La hausse des prix de gros du gaz pourrait également augmenter l’inflation de manière significative, ce que nous étudions explicitement dans notre travail sur l’Allemagne. Les simulations montrent également que la conservation volontaire des consommateurs pourrait réduire les pertes économiques d’un tiers, et qu’un plan de rationnement bien conçu, qui laisse par exemple les utilisateurs en aval et les industries à forte consommation de gaz supporter une plus grande partie des pénuries, pourrait les réduire jusqu’à trois cinquièmes.

Réduction de la consommation

Parmi les pays qui encouragent déjà les ménages et les entreprises à économiser l’énergie, citons l’Italie, où le gouvernement impose des niveaux minimum et maximum pour le chauffage et la climatisation. REPowerEU, le plan de la Commission européenne, contient également des mesures visant à économiser l’énergie et à réduire la dépendance à l’égard des combustibles russes.

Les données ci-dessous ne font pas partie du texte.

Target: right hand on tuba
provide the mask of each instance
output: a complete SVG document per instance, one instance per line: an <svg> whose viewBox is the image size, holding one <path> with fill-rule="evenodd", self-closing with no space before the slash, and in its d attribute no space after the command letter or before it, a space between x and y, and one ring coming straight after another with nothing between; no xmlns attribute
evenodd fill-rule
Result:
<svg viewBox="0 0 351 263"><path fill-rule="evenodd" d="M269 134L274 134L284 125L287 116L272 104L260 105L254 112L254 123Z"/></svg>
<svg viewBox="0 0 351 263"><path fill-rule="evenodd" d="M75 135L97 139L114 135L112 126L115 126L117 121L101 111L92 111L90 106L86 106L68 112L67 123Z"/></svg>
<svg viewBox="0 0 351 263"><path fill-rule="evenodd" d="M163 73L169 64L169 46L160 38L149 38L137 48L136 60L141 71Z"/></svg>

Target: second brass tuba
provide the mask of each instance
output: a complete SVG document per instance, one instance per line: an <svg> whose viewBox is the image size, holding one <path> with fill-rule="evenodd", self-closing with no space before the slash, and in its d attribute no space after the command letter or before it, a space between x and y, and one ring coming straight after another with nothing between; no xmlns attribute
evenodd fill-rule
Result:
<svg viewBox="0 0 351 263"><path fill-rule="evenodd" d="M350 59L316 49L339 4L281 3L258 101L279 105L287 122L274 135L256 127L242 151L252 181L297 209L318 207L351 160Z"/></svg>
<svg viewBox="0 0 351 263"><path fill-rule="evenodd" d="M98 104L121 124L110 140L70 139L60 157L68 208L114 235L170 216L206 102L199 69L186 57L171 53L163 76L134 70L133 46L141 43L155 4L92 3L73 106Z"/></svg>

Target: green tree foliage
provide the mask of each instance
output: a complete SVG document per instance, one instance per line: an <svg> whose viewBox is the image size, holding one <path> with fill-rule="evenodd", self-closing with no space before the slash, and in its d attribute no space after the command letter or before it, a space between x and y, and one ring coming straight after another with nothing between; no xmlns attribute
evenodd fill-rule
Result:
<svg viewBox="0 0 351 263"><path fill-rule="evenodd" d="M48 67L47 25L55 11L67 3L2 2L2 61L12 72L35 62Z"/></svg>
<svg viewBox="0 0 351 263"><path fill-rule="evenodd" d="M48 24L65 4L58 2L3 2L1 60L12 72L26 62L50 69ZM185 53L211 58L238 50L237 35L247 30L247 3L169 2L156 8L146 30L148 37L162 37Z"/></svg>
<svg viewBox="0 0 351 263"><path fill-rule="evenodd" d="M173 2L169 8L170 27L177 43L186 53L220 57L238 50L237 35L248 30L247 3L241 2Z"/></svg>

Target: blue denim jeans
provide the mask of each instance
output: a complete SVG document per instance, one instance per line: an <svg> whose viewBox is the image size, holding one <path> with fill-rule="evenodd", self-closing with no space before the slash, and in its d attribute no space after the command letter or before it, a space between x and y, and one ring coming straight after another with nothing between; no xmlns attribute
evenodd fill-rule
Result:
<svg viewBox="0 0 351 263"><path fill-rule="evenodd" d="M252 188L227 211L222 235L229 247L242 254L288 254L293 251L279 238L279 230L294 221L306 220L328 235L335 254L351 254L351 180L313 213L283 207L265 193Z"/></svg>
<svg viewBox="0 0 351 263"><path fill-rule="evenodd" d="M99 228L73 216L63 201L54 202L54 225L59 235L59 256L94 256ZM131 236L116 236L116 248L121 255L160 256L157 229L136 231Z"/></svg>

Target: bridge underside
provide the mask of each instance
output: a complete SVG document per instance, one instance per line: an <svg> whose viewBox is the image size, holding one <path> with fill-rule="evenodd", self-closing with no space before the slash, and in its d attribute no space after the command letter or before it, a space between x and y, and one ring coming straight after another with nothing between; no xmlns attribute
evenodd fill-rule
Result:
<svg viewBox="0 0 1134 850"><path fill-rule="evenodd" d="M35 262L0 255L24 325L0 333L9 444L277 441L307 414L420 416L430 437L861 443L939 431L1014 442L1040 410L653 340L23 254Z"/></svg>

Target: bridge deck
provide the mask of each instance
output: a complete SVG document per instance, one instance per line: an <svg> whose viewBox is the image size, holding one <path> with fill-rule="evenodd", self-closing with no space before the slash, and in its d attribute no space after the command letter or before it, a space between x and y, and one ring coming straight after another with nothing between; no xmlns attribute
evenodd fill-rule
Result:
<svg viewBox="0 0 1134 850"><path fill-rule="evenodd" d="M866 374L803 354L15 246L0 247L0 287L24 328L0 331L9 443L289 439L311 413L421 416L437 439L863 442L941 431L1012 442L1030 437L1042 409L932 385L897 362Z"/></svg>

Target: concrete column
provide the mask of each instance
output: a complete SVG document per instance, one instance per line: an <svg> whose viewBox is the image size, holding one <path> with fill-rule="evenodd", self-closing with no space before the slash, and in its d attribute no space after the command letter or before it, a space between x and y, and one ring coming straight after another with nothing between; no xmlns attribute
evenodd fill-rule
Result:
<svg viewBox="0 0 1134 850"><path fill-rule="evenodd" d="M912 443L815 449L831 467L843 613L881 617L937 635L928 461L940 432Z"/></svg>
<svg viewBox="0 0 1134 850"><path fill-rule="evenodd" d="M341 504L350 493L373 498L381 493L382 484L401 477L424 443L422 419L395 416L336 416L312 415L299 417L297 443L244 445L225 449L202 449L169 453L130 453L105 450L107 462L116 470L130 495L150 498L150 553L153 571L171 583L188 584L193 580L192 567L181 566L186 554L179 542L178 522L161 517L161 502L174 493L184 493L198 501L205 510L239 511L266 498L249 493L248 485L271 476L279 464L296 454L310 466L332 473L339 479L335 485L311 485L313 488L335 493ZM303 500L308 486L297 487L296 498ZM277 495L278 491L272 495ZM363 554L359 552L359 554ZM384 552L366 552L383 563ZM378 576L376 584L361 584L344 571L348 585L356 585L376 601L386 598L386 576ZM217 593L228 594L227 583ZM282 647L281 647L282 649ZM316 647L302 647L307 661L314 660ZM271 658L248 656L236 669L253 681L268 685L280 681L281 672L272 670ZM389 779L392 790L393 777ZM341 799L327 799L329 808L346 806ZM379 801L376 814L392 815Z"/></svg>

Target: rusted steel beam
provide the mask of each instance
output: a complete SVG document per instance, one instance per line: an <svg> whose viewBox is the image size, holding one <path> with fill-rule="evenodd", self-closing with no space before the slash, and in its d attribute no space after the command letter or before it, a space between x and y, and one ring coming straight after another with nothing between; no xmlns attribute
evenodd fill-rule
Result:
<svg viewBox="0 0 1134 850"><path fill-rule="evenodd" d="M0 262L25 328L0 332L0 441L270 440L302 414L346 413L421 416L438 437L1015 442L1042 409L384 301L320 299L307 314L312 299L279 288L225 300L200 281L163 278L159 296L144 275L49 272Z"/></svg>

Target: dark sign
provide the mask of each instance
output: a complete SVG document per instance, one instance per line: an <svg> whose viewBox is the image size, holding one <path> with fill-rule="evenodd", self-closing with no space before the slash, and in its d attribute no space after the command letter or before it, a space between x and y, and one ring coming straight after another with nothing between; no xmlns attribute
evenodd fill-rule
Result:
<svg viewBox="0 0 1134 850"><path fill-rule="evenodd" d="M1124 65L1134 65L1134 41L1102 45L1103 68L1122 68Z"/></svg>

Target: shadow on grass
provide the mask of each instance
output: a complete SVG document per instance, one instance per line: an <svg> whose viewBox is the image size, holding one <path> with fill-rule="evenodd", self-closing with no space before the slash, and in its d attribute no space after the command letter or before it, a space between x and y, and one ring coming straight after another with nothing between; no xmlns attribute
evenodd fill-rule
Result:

Il existe toutefois encore un fossé entre les ambitions et la réalité. Une étude à venir du FMI montre que de nombreux pays ont choisi des politiques qui limitent fortement la répercussion des prix de gros sur les consommateurs. Une meilleure solution consisterait à autoriser une plus grande répercussion afin d’encourager les économies d’énergie tout en offrant une compensation ciblée aux ménages qui ne peuvent pas se permettre des prix plus élevés.

Relever les défis

Nos recherches montrent que les retombées économiques d’une fermeture du gaz russe peuvent être partiellement atténuées. Au-delà des mesures déjà prises, les actions futures devraient se concentrer sur l’atténuation des risques et la préparation aux crises.

Les gouvernements doivent redoubler d’efforts pour s’approvisionner sur les marchés mondiaux du GNL et auprès de sources alternatives, continuer à réduire les goulets d’étranglement des infrastructures d’importation et de distribution du gaz, prévoir de partager les approvisionnements en cas d’urgence dans toute l’UE, agir de manière décisive pour encourager les économies d’énergie tout en protégeant les ménages vulnérables et préparer des programmes intelligents de rationnement du gaz.

Le moment est venu pour l’Europe de s’appuyer sur l’action décisive et la solidarité dont elle a fait preuve pendant la pandémie pour relever le défi auquel elle est confrontée aujourd’hui.